Drone/drone-kaniko plugin build_args

Weasy · September 23, 2021, 3:47pm

Using drone/drone-kaniko i get a weird error/bug.

When i set it up in the pipeline like this

- name: 🔨🐳 build rust-nightly-alpine
  image: plugins/kaniko
  settings:
    username:
      from_secret: harbor_name
    password:
      from_secret: harbor_token
    context: .
    verbosity: info
    registry: hub.docker.io
    dockerfile: rust/builder/Alpine.dockerfile
    repo: some/repo
    tags: rust-nightly-alpine
    no_push: true
    build_args:
      CREATED:
      VERSION:
      GIT_REF: ${DRONE_COMMIT_SHA:0:7}
      GITEA_TOKEN:
          from_secret: gitea_token
      RUST_VERSION: nightly

then kaniko is run with the following command:

/kaniko/executor --dockerfile=rust/builder/Alpine.dockerfile --context=dir://. --build-arg={"CREATED":null --build-arg="GITEA_TOKEN":{"from_secret":"gitea_token"} --build-arg="GIT_REF":null --build-arg="RUST_VERSION":"nightly" --build-arg="VERSION":null} --digest-file=/kaniko/digest-file --no-push --verbosity=info

if you take a closer look, you will see, that the first --build-arg starts with a { and all following --build-args are then actually inside that “object/map” because the closing } is after the last --build-arg.
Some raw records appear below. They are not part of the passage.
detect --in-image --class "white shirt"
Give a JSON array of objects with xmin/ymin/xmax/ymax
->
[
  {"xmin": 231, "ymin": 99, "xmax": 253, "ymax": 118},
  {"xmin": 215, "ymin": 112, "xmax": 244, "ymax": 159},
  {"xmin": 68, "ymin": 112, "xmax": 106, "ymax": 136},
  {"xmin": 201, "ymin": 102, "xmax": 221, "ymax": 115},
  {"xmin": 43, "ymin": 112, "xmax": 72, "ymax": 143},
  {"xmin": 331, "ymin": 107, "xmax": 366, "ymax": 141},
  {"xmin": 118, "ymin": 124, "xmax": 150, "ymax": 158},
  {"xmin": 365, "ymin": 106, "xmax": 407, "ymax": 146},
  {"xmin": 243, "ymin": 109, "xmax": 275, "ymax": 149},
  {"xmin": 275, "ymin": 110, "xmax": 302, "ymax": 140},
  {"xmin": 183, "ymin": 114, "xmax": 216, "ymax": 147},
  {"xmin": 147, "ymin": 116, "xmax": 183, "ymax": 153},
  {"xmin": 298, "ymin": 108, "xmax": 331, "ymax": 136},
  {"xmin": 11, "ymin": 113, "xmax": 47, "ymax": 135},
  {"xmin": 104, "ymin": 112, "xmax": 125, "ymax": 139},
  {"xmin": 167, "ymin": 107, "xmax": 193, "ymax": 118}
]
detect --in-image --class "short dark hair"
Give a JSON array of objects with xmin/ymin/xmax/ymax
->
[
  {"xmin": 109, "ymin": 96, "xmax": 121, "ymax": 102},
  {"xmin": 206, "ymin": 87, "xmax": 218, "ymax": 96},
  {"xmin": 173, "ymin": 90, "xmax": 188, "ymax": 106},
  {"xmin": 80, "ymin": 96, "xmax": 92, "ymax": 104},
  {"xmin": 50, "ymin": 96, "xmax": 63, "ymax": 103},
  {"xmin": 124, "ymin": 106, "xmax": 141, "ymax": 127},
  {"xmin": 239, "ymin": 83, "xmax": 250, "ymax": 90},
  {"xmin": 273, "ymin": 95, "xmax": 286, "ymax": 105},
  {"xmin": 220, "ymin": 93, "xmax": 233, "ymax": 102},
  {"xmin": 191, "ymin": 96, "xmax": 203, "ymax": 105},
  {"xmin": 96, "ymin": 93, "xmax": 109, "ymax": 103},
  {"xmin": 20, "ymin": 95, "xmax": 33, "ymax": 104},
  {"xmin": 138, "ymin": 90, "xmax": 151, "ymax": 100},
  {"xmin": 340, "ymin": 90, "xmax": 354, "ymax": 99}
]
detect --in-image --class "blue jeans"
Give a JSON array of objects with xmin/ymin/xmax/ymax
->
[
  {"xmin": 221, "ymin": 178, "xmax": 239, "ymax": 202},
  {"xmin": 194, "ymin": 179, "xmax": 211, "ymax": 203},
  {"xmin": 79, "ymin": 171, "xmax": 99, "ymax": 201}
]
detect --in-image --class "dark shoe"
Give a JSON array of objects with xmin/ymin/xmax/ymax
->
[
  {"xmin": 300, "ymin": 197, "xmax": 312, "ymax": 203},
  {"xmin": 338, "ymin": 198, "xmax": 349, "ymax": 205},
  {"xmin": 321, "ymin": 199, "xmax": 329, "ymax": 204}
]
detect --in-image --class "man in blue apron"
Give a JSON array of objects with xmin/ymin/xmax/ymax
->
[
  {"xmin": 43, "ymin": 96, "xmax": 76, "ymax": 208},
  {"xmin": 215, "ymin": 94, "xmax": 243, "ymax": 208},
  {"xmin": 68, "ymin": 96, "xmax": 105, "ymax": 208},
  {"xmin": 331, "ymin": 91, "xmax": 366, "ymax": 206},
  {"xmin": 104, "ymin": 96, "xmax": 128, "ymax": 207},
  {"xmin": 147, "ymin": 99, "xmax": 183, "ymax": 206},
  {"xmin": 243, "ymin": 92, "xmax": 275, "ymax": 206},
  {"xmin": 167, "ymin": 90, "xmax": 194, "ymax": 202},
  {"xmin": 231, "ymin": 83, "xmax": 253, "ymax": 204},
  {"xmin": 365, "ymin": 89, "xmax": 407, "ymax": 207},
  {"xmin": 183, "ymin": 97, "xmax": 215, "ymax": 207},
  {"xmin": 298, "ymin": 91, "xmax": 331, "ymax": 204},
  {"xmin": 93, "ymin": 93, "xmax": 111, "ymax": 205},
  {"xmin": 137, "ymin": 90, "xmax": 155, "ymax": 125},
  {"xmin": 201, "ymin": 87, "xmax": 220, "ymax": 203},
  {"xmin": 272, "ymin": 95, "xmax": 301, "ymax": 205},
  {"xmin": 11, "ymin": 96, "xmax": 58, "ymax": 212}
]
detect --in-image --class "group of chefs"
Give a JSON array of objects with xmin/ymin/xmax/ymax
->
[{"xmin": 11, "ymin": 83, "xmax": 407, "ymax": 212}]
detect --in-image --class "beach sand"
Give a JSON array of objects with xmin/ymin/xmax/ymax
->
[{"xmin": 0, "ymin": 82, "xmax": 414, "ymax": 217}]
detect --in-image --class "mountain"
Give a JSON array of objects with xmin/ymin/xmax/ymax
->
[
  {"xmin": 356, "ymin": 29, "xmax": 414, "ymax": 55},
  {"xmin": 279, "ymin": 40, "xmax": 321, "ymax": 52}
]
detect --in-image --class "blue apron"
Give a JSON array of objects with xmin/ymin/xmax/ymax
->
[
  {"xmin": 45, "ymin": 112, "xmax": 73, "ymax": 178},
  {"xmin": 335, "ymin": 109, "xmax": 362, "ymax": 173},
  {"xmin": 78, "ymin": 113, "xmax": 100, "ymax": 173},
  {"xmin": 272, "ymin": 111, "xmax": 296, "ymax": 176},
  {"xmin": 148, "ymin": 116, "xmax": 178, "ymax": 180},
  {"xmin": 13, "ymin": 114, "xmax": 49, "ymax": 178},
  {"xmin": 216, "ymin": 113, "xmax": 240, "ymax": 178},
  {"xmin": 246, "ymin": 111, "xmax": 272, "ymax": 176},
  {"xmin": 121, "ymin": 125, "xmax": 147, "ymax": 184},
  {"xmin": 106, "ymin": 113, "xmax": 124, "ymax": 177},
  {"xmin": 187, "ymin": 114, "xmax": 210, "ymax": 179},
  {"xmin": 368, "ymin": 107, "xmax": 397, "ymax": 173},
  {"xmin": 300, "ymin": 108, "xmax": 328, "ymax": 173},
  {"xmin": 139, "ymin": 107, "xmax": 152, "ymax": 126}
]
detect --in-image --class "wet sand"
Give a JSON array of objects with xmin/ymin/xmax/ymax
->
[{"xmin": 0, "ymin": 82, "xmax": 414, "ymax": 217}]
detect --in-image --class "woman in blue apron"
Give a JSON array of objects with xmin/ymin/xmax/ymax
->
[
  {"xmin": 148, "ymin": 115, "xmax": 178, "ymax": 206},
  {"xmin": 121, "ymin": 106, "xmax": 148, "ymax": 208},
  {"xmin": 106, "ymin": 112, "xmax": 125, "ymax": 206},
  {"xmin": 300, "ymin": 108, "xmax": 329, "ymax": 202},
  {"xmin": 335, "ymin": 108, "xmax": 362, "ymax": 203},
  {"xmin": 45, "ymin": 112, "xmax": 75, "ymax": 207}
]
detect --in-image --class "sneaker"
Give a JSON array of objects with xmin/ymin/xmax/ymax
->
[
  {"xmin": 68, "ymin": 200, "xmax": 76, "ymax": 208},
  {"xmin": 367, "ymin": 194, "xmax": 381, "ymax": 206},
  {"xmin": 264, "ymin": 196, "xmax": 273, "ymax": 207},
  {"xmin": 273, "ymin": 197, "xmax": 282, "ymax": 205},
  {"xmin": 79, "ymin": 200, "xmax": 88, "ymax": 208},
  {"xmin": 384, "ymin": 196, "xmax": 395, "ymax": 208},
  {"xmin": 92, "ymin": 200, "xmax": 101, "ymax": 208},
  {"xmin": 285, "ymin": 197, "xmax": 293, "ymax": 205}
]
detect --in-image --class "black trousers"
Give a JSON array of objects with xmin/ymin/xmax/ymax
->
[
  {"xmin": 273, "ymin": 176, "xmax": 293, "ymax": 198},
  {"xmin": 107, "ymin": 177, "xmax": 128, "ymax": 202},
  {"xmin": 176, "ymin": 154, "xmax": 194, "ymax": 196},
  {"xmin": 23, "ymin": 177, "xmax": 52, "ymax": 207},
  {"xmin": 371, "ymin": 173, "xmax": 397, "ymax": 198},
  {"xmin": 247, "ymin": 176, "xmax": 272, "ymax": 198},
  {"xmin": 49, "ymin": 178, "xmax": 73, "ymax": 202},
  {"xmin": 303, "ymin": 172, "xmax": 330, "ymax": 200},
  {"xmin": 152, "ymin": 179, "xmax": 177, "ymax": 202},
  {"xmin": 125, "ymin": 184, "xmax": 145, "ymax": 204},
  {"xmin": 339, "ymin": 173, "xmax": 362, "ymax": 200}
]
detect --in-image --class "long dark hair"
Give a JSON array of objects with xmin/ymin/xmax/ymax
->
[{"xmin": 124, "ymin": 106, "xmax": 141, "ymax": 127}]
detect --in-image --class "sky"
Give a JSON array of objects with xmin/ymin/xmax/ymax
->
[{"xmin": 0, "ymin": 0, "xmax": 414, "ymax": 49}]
Is this a bug, or what am i doing wrong here?

bradrydzewski · September 23, 2021, 5:12pm

I believe the Kaniko plugin is based on the docker plugin. In the docker plugin builds_args is an array, where each array item is key=value format. Here is an example from the docker docs:

steps:
- name: docker  
  image: plugins/docker
  settings:
    username: kevinbacon
    password: pa55word
    repo: foo/bar
    build_args:
      - HTTP_PROXY=http://yourproxy.com

I am guessing the problem with your example is that build_args is a map structure as opposed to an array, and changing to an array would solve the problem.

Weasy · September 23, 2021, 8:07pm

Yeah, that would work, but that way i cannot use from_secret.
Would it be possible to change the plugin to accept both, array and map, for build_args?

bradrydzewski · September 23, 2021, 8:39pm

I cannot speak to changing this particular plugin but you can use with from_secret. You just need to supply the entire value as a secret:

steps:
  - name: docker  
    image: plugins/docker
    settings:
      username: kevinbacon
      password: pa55word
      repo: foo/bar
      build_args:
+       from_secret: my-secret

Since the secret is a string you would need to format the value as a comma-separated string of key-value items, like this:

FOO=BAR,BAZ=QUX

Weasy · September 24, 2021, 7:23am

Ok, thx for the info, nice to know that it is possible, but…that is more of a hack, because that way i would move all build-args into a secret, which nobody can inspect anymore and which has no version control.

I came here because the repo has no issue tracker and is under the drone organization. I think @shubham is the maintainer? So @shubham what do you think about making build-args work with an array and a map?

bradrydzewski · September 24, 2021, 1:23pm

from_secret only works with top level keys, meaning this works:

settings:
  foo:
    from_secret: bar

but this does not work:

settings:
  foo:
    bar:
      from_secret: baz

this is a limitation of drone, not a limitation of the plugin itself. So even if the plugin were modified to accept nested input you would still need a workaround to inject your secrets.

Weasy · September 27, 2021, 6:50am

Oh…hm…would this be something you could consider adding to drone? Or is to complicated to implement?